Therefore, a trier of fact's allocation of fault is subject to the manifestly erroneous or clearly wrong standard of review. A trial judge's findings of fact will not be disturbed unless they are manifestly erroneous or clearly wrong. Stobart v. State, through Dep't of Trasp. Dev., 617 So.2d 880 (La. 1993). "Absent 'manifest error' or unless it is 'clearly wrong,' the jury or trial court's findings of fact may not be disturbed on appeal." Sistler v. Liberty Mut. Ins. Co., 558 So.2d 1106, 1111 (La. 1990). "If the trial court or jury's findings are reasonable in light of the record reviewed in its entirety, the court of appeal may not reverse, even though convinced that had it been sitting as the trier of fact, it would have weighed the evidence differently." Id. at 1112.
In Roberts v. Robicheaux, 04-1405 (La.App. 3 Cir. 3/2/05), 896 So.2d 1232, writ denied, 05-792 (La. 5/13/05), 902 So.2d 1021, similar to the present case, a left-turning vehicle collided with a vehicle attempting a passing maneuver. This court discussed the duties of the motorists:

It is necessary that we review both the duties of motorists when making left turns and the duties of passing motorists.

In Natchitoches Motors v. Travelers Ins. Co., 372 So.2d 811, 813-14 (La.App. 3 Cir. 1979), this court stated:

It is well settled that a left-turn movement is generally characterized as a dangerous operation, not to be undertaken until the motorist ascertains that it can be made in safety. LSA-R.S. 32:104. . . .

There is no presumption, however, that the driver of a left turning vehicle is guilty of negligence. Both a left turning and a passing motorist are charged with an exceptional duty of care. Whether there has been a breach of duty on the part of either must be proved. . . .

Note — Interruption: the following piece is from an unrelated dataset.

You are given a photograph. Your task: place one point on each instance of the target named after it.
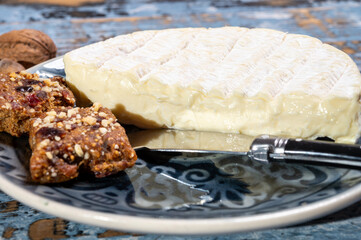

In judging whether a left turn can be made in safety, the motorist has the right to assume that a following motorist will observe all the duties imposed upon him by law and common sense. Thus, he may assume that the following motorist will proceed within the speed limit and will not cross over a yellow line in his traffic lane marking a "no-passing" zone and, moreover, will keep a proper lookout. Breland v. American Insurance Company, 163 So.2d 583 (La.App. 2nd Cir. 1964), writs refused 246 La. 379, 164 So.2d 362 (1964).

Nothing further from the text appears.